Robert hatte sich, wie seine Frau fünf Minuten nach der Ankunft seiner Schwester herausfinden durfte, auf den Dachboden zurückgezogen, einen Strick genommen und erhängt. Ein guter Anfang für eine Rückkehr, nicht wahr? Daraufhin bricht Chaos im Haus aus: Louise, ohnehin dem Alkohol sehr zugeneigt, zieht sich zurück und betrinkt sich; die Kinder sind nicht da (wo Madeleine ist, weiß in diesem Haus sowieso nie einer; Henri machte eine Spritztour mit dem Auto); die Schwiegertochter (Frau des kürzlich verstorbenen Sohnes Julien) war keine große Hilfe – kümmerte sich noch nicht einmal um das Baby, oder, um es nicht so hart zu formulieren, hatte ihr Kind nicht ganz im Griff.

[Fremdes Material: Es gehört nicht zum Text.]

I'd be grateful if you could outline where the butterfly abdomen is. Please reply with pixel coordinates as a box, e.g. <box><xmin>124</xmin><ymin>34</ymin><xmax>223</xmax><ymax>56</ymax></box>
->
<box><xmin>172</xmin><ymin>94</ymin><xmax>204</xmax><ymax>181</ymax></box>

Alice formulierte es so: Das Kind kann mich nicht leiden.

Statt sich in eine Kammer zurückziehen zu können, ihr Gnadenbrot zu genießen, sieht sich Jeanne, die von nun an Tante Jeanne ist und gerufen wird, in das Management des Hauses berufen und schafft Ordnung. Von allen skeptisch beäugt, schließlich ist sie ein Eindringling, fängt sie an Ordnung in das Chaos zu bringen: kümmert sich um die Angestellten der Firma, organisiert das Begräbnis ihres Bruders und bekocht die Hausbewohner, da das letzte Hausmädchen, wie die zuvor, die Flucht ergriffen hat.

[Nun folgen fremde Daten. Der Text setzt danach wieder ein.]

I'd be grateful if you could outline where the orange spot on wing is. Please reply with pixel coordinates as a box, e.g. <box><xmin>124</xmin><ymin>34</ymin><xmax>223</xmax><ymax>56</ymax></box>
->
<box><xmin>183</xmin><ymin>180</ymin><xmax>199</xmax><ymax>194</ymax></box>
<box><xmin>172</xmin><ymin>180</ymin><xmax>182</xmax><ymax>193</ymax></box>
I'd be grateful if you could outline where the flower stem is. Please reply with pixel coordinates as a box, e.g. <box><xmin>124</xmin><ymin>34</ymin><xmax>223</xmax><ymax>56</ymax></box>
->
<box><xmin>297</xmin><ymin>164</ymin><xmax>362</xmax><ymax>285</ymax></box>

Hätte man die Frau am Bahnhof von Poitiers betrachtet, hätte man gesagt: die ist fertig. 48 Stunden später war sie der Mittelpunkt eines Hauses und brachte nicht nur Ordnung in den Haushalt, sondern auch in das Leben ihrer Bewohner – auch wenn die Situation sehr schwierig war. Es ist, als würde sie zu neuem Leben erwachen. Eine ähnliche Lebenssituation wird von Simenon in Fremd im eigenen Haus beschrieben, in dem der Rechtsanwalt Hector Loursat sich um nichts mehr kümmert, nur vor sich hinlebt und dem Alkohol verfallen ist. Durch ein außerordentliches Ereignis wird er ins Leben zurück geholt. So ähnlich ist es mit Tante Jeanne, die nicht nur alles in ihre Hand nimmt und organisiert, sondern nebenbei auch noch Optimismus versprüht.

In dieser Situation, die man wirklich als übel bezeichnen kann und die, man mag es kaum glauben, sich noch mehr zuspitzt, ist sie ein Fels in der Brandung. An »sich zur Ruhe setzen« ist gar nicht zu denken. Jeanne wird gebraucht.